I think that you are right in suggesting that pain and increased ventricular lactate in FM may have a different mechanistic underpinning (than in ME/CFS) and a strong candidate is neuroinflammation.
Personally, and this is the next phase of our research, I believe that oxidative stress and neuroinflammation, and possibly a secondary mitochondrial dysfunction, may all be ‘co-conspirators’ in the etiology of most of these unexplained and highly overlapping and related multisystem /multisymptom diseases like ME/CFS, FM, Gulf War, IBS, etc.
One of his earlier studies found that Savella (milnacipran) significantly reduced FM patients’ pain as well as their ventricular lactate levels. Despite those reductions, the FM patients’ lactate and pain levels were still higher than in the healthy controls. That suggested that further reductions in ventricular lactate levels might be able to reduce pain levels even more. I asked him about that.
It was clear that Savella can only go so far in FM. Might other drugs or classes of drugs or other substances do better in reducing brain lactate levels? He suggested that it wasn’t going to be as easy as that.
This suggests that a single drug that targets ventricular lactate may not be effective because it would be targeting a consequence rather than the cause of the disease. This also suggests that a ‘drug cocktail’ that targets the complex etiologic factors of these disorders may be more effective than a single drug. Thus, combining N-acetylcysteine (NAC) to elevate brain glutathione levels and alleviate oxidative stress, with, e.g., a non-steroid anti-inflammatory drug (NSAID) to target inflammation might be more effective than either intervention alone.
(Dr. Shungu’s NAC trial had positive results. We are awaiting publication.)
As for a drug that might be more effective at reducing lactate, we did conduct a clinical trial of precisely such a drug – dichloroacetate or DCA – in patients with the syndrome of Mitochondrial Encephalomyopathy, Lactic Acidosis, and Stroke-like episodes (MELAS), a primary mitochondrial disorder with gallons of ventricular lactate. However, we had to abort the trial because we found DCA to induce toxic neuropathy in MELAS patients [Kaufmann et al 2006]. Perhaps DCA would be safer in patients with milder lactate elevations, which ME/CFS and FM have in comparison to MELAS.
While Shungu is pointing at a different or at least an additional cause of the high lactate levels he’s found, it’s important to note that the same endpoint has shown up again and again:
With regards to the single syndrome hypothesis: could the general finding of increased lactate in the ventricles of ME/CFS and FM point to a similar neuroinflammatory state in ME/CFS and FM which is expressed slightly differently – producing more fatigue in one disease and more pain in the other?
We have done so little research in neuroinflammation and the data on it in ME/CFS or FM is so discrepant that it is tough to speculate.
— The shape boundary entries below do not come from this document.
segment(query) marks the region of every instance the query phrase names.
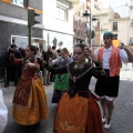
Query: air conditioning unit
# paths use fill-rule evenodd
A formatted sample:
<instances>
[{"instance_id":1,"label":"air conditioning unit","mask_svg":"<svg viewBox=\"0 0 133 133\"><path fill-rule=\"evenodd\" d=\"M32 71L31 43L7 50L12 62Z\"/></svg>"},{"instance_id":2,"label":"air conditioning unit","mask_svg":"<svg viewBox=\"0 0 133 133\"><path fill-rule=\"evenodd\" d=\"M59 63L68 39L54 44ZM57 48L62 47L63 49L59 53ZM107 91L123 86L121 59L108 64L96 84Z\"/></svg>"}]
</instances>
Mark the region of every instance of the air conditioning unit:
<instances>
[{"instance_id":1,"label":"air conditioning unit","mask_svg":"<svg viewBox=\"0 0 133 133\"><path fill-rule=\"evenodd\" d=\"M130 43L133 43L133 38L130 38Z\"/></svg>"}]
</instances>

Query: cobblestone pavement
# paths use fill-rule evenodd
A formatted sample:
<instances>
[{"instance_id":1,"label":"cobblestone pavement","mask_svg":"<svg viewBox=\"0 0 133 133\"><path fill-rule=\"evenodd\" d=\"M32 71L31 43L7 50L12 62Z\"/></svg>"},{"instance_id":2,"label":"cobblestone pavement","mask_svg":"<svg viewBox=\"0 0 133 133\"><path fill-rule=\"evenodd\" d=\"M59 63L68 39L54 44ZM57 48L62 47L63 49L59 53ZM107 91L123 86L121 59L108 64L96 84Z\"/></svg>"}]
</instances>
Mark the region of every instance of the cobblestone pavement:
<instances>
[{"instance_id":1,"label":"cobblestone pavement","mask_svg":"<svg viewBox=\"0 0 133 133\"><path fill-rule=\"evenodd\" d=\"M93 92L95 79L92 79L90 89ZM22 126L12 120L11 106L14 86L2 88L4 102L9 110L9 122L3 133L52 133L52 124L57 104L51 103L52 85L45 86L49 119L39 126ZM133 71L121 72L120 94L114 102L112 127L104 133L133 133Z\"/></svg>"}]
</instances>

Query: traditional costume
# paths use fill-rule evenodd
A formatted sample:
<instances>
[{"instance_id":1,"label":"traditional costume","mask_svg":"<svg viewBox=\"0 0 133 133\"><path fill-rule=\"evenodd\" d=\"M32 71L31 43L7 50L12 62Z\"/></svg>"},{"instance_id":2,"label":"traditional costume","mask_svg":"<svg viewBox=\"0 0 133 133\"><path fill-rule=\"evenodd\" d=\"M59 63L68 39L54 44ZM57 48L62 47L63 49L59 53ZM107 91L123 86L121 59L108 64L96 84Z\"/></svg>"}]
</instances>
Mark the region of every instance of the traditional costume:
<instances>
[{"instance_id":1,"label":"traditional costume","mask_svg":"<svg viewBox=\"0 0 133 133\"><path fill-rule=\"evenodd\" d=\"M71 58L58 58L58 66L62 68L70 63L72 61ZM68 73L59 73L55 74L54 80L54 91L52 96L52 103L58 103L61 99L62 94L68 90L69 88L69 74Z\"/></svg>"},{"instance_id":2,"label":"traditional costume","mask_svg":"<svg viewBox=\"0 0 133 133\"><path fill-rule=\"evenodd\" d=\"M83 68L74 68L72 62L61 69L44 66L54 73L69 73L69 90L57 109L54 133L103 133L101 112L95 96L89 91L91 78L104 78L104 70L99 62L96 68L84 63Z\"/></svg>"},{"instance_id":3,"label":"traditional costume","mask_svg":"<svg viewBox=\"0 0 133 133\"><path fill-rule=\"evenodd\" d=\"M34 63L35 68L25 68L29 61ZM23 62L23 72L14 91L12 106L13 119L22 125L37 124L41 120L48 119L44 86L41 79L35 74L39 64L34 57L29 61L27 58L13 61L16 64Z\"/></svg>"},{"instance_id":4,"label":"traditional costume","mask_svg":"<svg viewBox=\"0 0 133 133\"><path fill-rule=\"evenodd\" d=\"M103 38L113 39L113 34L106 31ZM101 106L103 108L102 122L105 123L104 127L110 129L114 109L113 100L119 95L120 69L122 62L127 63L127 53L113 44L108 49L104 47L96 49L94 53L101 61L105 71L105 79L98 79L95 93L101 99ZM109 108L106 101L110 101L112 106ZM106 109L105 112L104 109Z\"/></svg>"},{"instance_id":5,"label":"traditional costume","mask_svg":"<svg viewBox=\"0 0 133 133\"><path fill-rule=\"evenodd\" d=\"M0 133L3 132L8 122L8 109L3 102L2 91L0 90Z\"/></svg>"}]
</instances>

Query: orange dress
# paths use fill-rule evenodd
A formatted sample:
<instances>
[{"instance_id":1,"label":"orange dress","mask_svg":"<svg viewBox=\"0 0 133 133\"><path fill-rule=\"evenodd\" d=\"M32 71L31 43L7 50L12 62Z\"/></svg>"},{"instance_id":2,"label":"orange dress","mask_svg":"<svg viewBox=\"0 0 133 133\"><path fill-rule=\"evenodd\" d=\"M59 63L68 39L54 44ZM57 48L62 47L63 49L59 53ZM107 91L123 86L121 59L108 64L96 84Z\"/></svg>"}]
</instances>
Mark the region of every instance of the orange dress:
<instances>
[{"instance_id":1,"label":"orange dress","mask_svg":"<svg viewBox=\"0 0 133 133\"><path fill-rule=\"evenodd\" d=\"M21 62L20 60L16 63ZM38 63L35 63L37 66ZM12 115L17 123L22 125L35 124L48 119L48 105L44 86L34 69L24 69L19 80L14 96Z\"/></svg>"},{"instance_id":2,"label":"orange dress","mask_svg":"<svg viewBox=\"0 0 133 133\"><path fill-rule=\"evenodd\" d=\"M48 64L45 68L53 73L69 73L69 89L59 101L54 117L54 133L103 133L100 108L95 96L89 91L92 76L103 79L104 70L84 63L82 69L74 69L72 62L61 69Z\"/></svg>"}]
</instances>

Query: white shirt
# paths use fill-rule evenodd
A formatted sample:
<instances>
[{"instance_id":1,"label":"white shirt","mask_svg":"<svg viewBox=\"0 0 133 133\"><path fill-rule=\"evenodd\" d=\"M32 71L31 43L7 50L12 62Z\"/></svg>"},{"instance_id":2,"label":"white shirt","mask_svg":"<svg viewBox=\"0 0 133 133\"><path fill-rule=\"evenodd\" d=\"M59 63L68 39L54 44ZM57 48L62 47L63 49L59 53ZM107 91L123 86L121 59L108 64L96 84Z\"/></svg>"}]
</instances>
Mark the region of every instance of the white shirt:
<instances>
[{"instance_id":1,"label":"white shirt","mask_svg":"<svg viewBox=\"0 0 133 133\"><path fill-rule=\"evenodd\" d=\"M111 55L112 48L113 47L110 47L109 49L104 48L103 62L102 62L104 69L110 69L109 59L110 59L110 55ZM98 57L98 53L99 53L99 49L94 50L94 54L96 57ZM120 49L120 59L123 63L129 62L129 57L127 57L127 53L125 52L124 49Z\"/></svg>"},{"instance_id":2,"label":"white shirt","mask_svg":"<svg viewBox=\"0 0 133 133\"><path fill-rule=\"evenodd\" d=\"M2 91L0 90L0 133L3 132L8 122L8 109L3 102Z\"/></svg>"}]
</instances>

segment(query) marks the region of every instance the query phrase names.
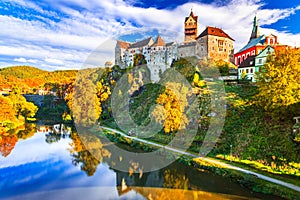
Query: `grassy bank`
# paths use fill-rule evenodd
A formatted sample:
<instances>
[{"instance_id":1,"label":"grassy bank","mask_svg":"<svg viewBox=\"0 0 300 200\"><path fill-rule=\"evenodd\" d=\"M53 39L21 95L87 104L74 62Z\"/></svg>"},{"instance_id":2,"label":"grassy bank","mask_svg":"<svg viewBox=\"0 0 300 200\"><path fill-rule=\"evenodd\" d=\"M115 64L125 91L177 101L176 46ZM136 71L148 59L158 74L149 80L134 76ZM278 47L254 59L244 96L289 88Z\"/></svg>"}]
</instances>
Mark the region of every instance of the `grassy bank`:
<instances>
[{"instance_id":1,"label":"grassy bank","mask_svg":"<svg viewBox=\"0 0 300 200\"><path fill-rule=\"evenodd\" d=\"M129 145L130 147L136 148L138 150L143 150L146 152L154 151L157 148L152 145L145 144L142 142L137 142L134 139L126 138L120 134L103 131L102 136L105 136L114 143L122 143ZM172 153L170 153L171 155ZM230 179L232 182L239 183L243 187L246 187L254 192L260 192L264 194L270 194L275 196L280 196L286 199L299 199L299 193L288 189L286 187L262 180L254 175L245 174L233 169L225 168L224 166L207 162L199 158L191 158L188 156L182 156L179 162L183 162L187 165L193 166L201 171L206 171L213 173L225 178ZM284 181L284 180L283 180Z\"/></svg>"}]
</instances>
So, I will have to ask you to stay tuned, because we now have a proposal pending to combine MRS with positron emission tomography (PET), the “gold standard” approach for measuring neuroinflammation, to extend our oxidative stress model of ME/CFS (also applicable to related multi-symptom disorders) upstream to try to obtain empirical evidence supporting neuroinflammation as the “missing mechanistic link” between oxidative stress and ME/CFS etiopathogenic factors like systemic immune dysfunction.
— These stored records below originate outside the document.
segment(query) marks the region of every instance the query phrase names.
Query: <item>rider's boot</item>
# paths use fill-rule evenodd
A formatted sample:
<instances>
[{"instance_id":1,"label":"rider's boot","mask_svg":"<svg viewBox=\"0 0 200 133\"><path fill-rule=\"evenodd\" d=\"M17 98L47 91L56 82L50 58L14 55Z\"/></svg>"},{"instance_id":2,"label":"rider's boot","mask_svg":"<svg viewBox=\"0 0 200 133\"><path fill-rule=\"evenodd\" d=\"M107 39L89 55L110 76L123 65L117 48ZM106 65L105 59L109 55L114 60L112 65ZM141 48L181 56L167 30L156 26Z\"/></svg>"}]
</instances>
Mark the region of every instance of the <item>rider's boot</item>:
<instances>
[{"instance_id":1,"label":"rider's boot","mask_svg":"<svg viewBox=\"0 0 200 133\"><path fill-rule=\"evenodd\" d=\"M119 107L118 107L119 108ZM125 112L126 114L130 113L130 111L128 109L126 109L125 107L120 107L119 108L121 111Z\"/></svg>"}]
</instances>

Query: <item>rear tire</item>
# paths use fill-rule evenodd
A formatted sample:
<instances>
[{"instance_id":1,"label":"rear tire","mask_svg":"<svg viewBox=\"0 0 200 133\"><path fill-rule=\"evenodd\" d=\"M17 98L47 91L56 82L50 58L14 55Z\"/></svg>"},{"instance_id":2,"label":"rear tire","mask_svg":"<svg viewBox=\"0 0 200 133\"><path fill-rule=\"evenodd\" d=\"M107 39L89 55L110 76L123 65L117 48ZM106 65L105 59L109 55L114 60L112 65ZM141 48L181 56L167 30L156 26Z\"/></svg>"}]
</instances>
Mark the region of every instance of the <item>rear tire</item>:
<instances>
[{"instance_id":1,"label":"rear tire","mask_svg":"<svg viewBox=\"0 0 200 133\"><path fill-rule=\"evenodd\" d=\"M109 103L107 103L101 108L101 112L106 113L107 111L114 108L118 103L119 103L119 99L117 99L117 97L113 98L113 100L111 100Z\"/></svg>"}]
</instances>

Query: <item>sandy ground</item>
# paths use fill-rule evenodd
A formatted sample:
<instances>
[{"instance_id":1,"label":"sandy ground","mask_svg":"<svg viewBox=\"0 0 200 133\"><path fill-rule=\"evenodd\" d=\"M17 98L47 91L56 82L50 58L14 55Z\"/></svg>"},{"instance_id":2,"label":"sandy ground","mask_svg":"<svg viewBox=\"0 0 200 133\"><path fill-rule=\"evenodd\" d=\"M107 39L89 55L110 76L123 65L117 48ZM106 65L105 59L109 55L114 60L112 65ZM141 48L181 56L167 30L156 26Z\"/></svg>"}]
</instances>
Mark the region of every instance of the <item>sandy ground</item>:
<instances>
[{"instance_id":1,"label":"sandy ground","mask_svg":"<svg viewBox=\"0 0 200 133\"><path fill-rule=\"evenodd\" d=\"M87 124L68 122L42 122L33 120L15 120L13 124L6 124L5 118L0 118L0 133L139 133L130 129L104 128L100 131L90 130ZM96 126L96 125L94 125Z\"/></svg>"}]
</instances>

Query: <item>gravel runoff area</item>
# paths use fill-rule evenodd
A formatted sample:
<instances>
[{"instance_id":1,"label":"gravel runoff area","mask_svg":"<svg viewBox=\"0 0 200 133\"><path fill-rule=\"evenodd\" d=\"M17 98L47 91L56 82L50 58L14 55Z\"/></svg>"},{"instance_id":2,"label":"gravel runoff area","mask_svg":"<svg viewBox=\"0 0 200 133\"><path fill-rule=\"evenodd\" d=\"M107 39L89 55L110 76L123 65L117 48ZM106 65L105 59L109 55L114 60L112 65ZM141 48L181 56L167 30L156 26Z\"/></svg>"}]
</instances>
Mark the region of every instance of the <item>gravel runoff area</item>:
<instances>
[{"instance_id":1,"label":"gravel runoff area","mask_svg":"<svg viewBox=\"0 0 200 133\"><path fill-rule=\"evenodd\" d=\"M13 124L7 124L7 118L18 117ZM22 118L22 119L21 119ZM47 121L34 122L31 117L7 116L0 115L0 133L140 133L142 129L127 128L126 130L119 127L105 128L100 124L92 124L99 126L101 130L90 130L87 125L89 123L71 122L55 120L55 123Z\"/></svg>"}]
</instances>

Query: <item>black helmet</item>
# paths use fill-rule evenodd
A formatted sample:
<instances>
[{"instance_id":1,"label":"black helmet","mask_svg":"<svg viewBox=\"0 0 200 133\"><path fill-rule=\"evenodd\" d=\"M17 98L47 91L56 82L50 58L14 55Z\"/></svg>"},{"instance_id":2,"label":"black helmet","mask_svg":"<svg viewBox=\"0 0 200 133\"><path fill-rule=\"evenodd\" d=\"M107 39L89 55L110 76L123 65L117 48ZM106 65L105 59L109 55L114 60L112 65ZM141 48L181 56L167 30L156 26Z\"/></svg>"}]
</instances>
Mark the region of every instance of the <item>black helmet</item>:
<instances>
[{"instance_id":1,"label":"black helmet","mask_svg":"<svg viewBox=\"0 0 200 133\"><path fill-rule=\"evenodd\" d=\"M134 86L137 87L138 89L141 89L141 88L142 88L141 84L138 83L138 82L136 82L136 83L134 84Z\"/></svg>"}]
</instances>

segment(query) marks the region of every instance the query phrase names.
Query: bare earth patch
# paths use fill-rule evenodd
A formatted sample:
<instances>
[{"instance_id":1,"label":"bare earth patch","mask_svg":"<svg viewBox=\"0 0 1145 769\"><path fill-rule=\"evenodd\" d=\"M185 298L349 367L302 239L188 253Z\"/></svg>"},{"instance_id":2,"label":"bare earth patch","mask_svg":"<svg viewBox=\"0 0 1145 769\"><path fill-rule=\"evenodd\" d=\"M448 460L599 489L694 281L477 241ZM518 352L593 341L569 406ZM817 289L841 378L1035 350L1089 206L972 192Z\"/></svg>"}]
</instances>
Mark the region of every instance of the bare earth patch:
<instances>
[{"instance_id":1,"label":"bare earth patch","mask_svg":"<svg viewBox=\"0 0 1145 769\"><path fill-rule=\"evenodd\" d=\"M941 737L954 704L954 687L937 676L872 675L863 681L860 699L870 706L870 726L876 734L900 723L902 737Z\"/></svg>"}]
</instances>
The most important takeaway from this study and from Shungu’s and Natelson’s work is that the same central finding – an overemphasis on anaerobic energy production – is showing up in both ME/CFS and FM, and it appears to be showing up across the body.
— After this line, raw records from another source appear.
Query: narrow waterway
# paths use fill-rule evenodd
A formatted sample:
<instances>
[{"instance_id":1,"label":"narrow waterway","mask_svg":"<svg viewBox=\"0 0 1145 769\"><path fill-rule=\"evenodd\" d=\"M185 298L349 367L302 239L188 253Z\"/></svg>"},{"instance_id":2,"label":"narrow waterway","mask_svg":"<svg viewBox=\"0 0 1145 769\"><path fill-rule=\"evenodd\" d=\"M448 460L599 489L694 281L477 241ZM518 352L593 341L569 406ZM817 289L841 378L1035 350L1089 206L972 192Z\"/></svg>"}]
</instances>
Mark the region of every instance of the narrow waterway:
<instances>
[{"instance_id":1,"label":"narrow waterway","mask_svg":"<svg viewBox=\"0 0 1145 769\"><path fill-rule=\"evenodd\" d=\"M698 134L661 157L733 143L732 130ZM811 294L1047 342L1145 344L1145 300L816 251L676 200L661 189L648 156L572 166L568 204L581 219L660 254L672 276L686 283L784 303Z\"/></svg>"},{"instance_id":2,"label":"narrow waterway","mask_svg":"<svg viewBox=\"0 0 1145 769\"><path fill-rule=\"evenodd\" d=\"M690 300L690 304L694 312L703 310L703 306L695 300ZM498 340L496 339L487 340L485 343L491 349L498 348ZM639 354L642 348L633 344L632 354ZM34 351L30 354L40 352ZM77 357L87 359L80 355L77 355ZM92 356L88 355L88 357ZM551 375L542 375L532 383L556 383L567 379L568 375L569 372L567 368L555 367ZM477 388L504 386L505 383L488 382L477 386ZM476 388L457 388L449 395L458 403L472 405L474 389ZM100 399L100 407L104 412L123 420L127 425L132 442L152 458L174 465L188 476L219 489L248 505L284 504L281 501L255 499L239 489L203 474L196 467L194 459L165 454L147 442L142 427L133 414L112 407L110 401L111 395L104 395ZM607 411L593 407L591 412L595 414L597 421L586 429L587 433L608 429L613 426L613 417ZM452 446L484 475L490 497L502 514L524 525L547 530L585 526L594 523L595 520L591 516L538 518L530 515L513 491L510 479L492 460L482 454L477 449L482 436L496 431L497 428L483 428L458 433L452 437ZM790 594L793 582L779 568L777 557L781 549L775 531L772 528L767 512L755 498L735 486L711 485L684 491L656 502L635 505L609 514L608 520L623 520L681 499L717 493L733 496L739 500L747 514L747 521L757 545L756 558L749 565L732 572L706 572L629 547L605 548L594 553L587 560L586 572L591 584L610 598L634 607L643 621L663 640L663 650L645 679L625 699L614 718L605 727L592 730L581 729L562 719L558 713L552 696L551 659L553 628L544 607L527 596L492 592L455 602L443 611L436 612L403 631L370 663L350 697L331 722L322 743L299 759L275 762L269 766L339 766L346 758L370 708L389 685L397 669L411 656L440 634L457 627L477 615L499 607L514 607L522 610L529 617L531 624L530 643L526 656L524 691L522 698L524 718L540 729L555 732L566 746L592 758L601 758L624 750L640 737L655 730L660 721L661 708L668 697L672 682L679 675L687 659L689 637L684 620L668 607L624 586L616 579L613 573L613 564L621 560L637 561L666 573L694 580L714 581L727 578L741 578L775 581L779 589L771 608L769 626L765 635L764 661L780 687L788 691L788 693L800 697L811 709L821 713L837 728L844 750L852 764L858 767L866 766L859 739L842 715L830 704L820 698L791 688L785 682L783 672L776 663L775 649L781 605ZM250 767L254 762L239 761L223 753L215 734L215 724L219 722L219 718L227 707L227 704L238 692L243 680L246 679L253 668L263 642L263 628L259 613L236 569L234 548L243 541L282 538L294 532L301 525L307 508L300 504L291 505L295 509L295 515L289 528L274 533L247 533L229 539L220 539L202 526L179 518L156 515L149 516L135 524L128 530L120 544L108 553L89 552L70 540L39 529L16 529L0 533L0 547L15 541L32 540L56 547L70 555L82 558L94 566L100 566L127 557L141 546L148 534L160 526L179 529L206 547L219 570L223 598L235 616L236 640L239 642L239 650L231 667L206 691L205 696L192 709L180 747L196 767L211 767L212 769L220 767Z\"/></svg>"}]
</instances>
What’s causing the problem is almost secondary at this point. The biggest issue in ME/CFS research has been identifying the core problem present. If it’s true that problems with energy production are that core issue, then what’s left is the working out of why and how it showed up and how to fix it. That’s a much easier task than finding the core problem and one that the NIH and others should find much easier to fund.